My mother very clearly prefers one of my sons over the other. I don’t understand it, other than to say, it was obvious growing up that she preferred my brother over me. He was her first-born and I think I was an accident. It didn’t bother me growing up because I just slipped under her radar and lived my life.
But with my children, it breaks my heart. They’re just babies, so they don’t realize or care, but I do NOT want this to continue until they’re old enough to recognize the discrepancy. She oohs and ahhs over the older one and never arrives empty-handed, for him. How hard is it though for her to buy two stuffed toys, or two sweaters?
My wife is so hurt by my mother’s actions that she has stopped speaking to her. She won’t invite her over, and if I do, she leaves with both children. At first my mother didn’t clue in, but now she’s starting to, and I feel a massive war is brewing which won’t be good for anyone.
How do I negotiate this?
Unfavourable grandparenting
You, your mom and your wife are three mature adults who need to sit down and have a conversation. Naming the elephant in the room, in this case having a favourite, brings the issue right out into the open. There’s no point wasting time pretending it isn’t happening.
Call your mom out nicely; she obviously still loved you as a child and still does. For whatever reason, her natural way is to prefer one child/grandchild. Explain to her how it made you feel as a child, without hurting her, and how you don’t want those same feelings for your child. Show her how easy it is to love them both, especially when they’re babies.
And calmly point out why your wife behaves the way she does – she’s a normal protective mother who only wants what’s best for BOTH her children.
I am not a grandparent, but my understanding is that the only thing better than a grandchild is two grandchildren. It may take your mom awhile to get her head around it but work with her. It’ll be beneficial for everyone.
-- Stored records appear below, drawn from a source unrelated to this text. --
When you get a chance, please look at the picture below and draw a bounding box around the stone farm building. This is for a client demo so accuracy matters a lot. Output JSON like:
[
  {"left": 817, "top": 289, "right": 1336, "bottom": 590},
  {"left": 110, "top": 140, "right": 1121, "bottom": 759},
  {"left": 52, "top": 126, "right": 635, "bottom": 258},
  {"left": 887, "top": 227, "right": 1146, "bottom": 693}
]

FEEDBACK Regarding the fed-up groom (Jan. 6):
Reader – “As a woman and wife who has two sisters who are selfish, I have some points to share:
“1) the bridesmaids always walk down the aisle before the bride, so just get over that. If she’s in the wedding party, you will see her face first!
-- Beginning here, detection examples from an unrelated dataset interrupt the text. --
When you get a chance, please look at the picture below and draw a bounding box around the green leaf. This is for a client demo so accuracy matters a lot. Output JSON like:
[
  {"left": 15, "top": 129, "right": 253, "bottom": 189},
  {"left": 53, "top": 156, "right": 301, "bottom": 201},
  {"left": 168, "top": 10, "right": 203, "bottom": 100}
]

“2) the bridesmaid does NOT have to walk with someone (that is decided by you and your fiancé), but personally I feel this option says, ‘hey look at me.’
“3) yes, this greedy sister-in-law can upset you, but you can’t let it ruin ‘your day.’ Your wife should establish ground rules only if she feels the need to do so. Bring it up gently, so you don’t insult/hurt anyone’s feelings.
“4) This sister is not ‘your problem to fix’; she’s used to the attention. If she wants to walk alone, let her. Let her have a different colour of dress (if she wants) if there are other bridesmaids. Be accommodating until the wedding is over. Then new rules apply because now you’re defending your wife and home and potential mother of your children. But these rules need to be laid out before the marriage takes place.
“Remember you’re not just marrying your selfless partner; you’re marrying her whole family and that includes the SELFISH sister too.
“But…. if it isn’t bothering the bride, why does it bother you?”
Last week I drove to my daughter’s school to pick her up. I saw a friend, so I pulled over to the side of the road instead of getting into the pickup line. We were standing outside of our cars chatting when another woman screeched up behind us, parked her car and got out.
She looked over and smiled so I calmly pointed out that she had parked directly in front of someone’s driveway. I was totally shocked when she waved me away and said, “I’ll only be a minute.”
Who does this woman think she is?!?
Bad Etiquette
Some people are extremely entitled, and it comes out in ways that would never even cross your mind. This woman needed a place to park, and she found one, albeit illegal and dangerous. She wrongly (or rightly) assumes that she could move her car quickly if needed. That’s not the point.